Ayrıca, Türkiye’de yargının iş yükünün ağır olduğu söylemi hakimdir ancak mahkeme sayısı mevcut şartlarda bile oldukça yeterlidir. Aslolan mahkeme sayısını artırmak değil, bu mahkemelerde adalet dağıtacak hukukçuların yetkinliğini artırmak, mevcut iş yükünü hâkim, savcı ve avukatlar arasında uygun şekilde dağıtmak gerekmektedir. Yargının kaynaklarını daha etkin ve dengeli olarak kullanacak ve verimli çalışmayı sağlayacak şekilde yargılama usullerinin geliştirilmesi önemli bir çözüm olacaktır” dedi.
TEK CELSEDE KARARA BAĞLANMALI DAVALAR 3-4 AYDA BİTİRİLMELİDİR
Gün açıklamasının devamında, “Uyuşmazlıkların erken aşamada tespit edilerek milli veri tabanına kaydedilmesi, sulh ve uzlaşmanın teşvik edildiği yargıya intikal eden dosyaların iyi hazırlanması, yargılamanın tek celsede yapılmasını ve davaların 3-4 ayda sonlandırılmasını sağlayacak Modern Uyuşmazlık Yönetimi mantalitesi benimsenmelidir” dedi.

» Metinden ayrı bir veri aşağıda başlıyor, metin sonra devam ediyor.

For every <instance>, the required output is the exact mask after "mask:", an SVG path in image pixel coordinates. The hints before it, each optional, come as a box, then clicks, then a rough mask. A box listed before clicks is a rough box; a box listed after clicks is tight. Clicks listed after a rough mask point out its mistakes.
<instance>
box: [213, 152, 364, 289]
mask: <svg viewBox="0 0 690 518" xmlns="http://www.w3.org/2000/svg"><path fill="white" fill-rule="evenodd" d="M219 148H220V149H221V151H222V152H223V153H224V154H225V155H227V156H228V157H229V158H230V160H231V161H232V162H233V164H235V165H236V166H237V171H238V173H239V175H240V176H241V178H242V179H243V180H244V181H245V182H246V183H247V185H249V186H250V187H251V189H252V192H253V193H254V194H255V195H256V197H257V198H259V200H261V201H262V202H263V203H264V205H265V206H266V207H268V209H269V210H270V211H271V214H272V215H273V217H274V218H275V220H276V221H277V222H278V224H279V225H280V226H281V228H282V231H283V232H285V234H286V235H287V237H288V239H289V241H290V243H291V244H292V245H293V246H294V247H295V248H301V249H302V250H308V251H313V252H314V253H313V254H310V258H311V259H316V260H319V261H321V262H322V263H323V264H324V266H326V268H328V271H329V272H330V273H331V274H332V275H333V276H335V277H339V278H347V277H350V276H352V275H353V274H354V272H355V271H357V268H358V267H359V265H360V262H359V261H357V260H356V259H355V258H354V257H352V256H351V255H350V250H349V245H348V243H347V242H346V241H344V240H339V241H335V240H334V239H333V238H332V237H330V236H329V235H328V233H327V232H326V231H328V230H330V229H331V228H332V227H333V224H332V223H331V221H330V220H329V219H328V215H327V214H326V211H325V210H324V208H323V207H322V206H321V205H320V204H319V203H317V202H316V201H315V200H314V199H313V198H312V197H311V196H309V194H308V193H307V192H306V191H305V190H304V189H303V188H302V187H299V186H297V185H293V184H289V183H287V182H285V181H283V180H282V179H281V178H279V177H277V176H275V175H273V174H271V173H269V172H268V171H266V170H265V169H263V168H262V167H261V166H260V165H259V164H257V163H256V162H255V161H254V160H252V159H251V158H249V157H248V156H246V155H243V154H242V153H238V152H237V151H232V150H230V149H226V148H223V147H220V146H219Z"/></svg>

HERKES KANUN ÖNÜNDE EŞİT OLMALI
Kanun önünde eşitlik ilkesinden taviz verilemeyeceğini söyleyen Gün, “Kanun önünde eşitlik ilkesinin hakim olduğu hukuk devletinde hiç kimsenin ayrıcalıklı ve kanundan bağışık olması kabul edilemez. Mevkiine, kimliğine ve görevine bakılmaksızın herkese karşı hukukun üstünlüğünün sağlanması gerekir. Kamu görevlilerin suçlarının soruşturması idari amirlerin, en nihayetinde siyasi iktidarın izin vermesi şartına bağlıdır. Yargının devreye girmesi iktidardaki siyasilerin keyfiyetine kalmıştır. Yargısal soruşturmaları idari merciler yapar ve idare, suçluları koruma, masumları yargı önüne çıkartma imkanına sahiptir. Dokunulmazlık ve kamu görevlerinin gerekleri, bu imtiyazdan yararlananlar bakımından uzmanlık mahkemelerini kurmaktan ve özel süreçler getirmekten öteye geçmemelidir” ifadelerini kullandı.